C'est du moins ce qu'a plaidé jeudi l'avocat de la Ville de Québec, André Lepage. Devant l'arbitre Gilles Desnoyers, les deux parties se sont rencontrées jeudi pour la première fois pour discuter du grief déposé par le Syndicat des fonctionnaires municipaux de Québec.

Ce dernier souhaite obtenir réparation pour ses membres qui ont été éclaboussés par les propos du maire, qui les avait qualifiés d'«incompétents», à la suite d'une décision controversée sur la création d'une voie réservée sur Robert-Bourassa. Les dommages réclamés dans le grief s'élèvent à 1,5 million $.

L'avocat de l'employeur a fait valoir que la Ville de Québec n'est nullement concernée dans cette affaire. Les propos tenus par le maire Labeaume n'engagent que lui-même, a-t-il tenté de démontrer. Dans le contexte des faits présentés dans le grief, a exposé Me Lepage, le maire s'adressait à un journaliste du Soleil.

En son nom personnel

Dans ces circonstances, ce n'est pas l'employeur qui parle, mais bien l'élu. «C'est le politicien qui parle. Et le politicien représente les citoyens», a soutenu Me Lepage. Alors qu'il exerce une charge publique, il jouit d'une totale autonomie par rapport à l'instance municipale, plaide-t-il, et la Ville ne peut pas être tenue responsable de ses propos.

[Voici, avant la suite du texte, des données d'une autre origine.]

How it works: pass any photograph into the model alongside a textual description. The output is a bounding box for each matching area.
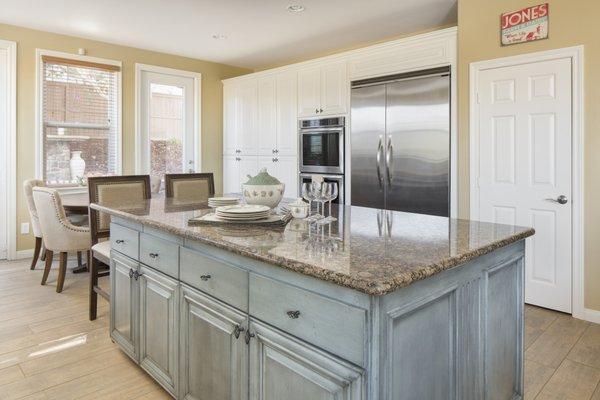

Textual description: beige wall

Par conséquent, l'arbitre Desnoyers n'a pas la juridiction pour entendre cette cause, a affirmé Me Lepage, et c'est plutôt un recours en diffamation devant la Cour supérieure que le syndicat devrait intenter.

La défense de la Ville a surpris la partie adverse, mais le président du Syndicat des fonctionnaires municipaux de Québec, Jean Gagnon, a trouvé cette thèse «très intéressante».

«Il y a inévitablement une belle question de droit qui se discute ici ce matin [jeudi]. Le maire est-il, oui ou non, un représentant de l'employeur? Si ce n'est pas le cas... Pourtant, dans une annonce de rôtisserie au Québec, il dit que c'est lui qui commande à l'hôtel de ville. Peut-être pas tout à fait vrai. On verra», a-t-il lancé à la sortie de la rencontre.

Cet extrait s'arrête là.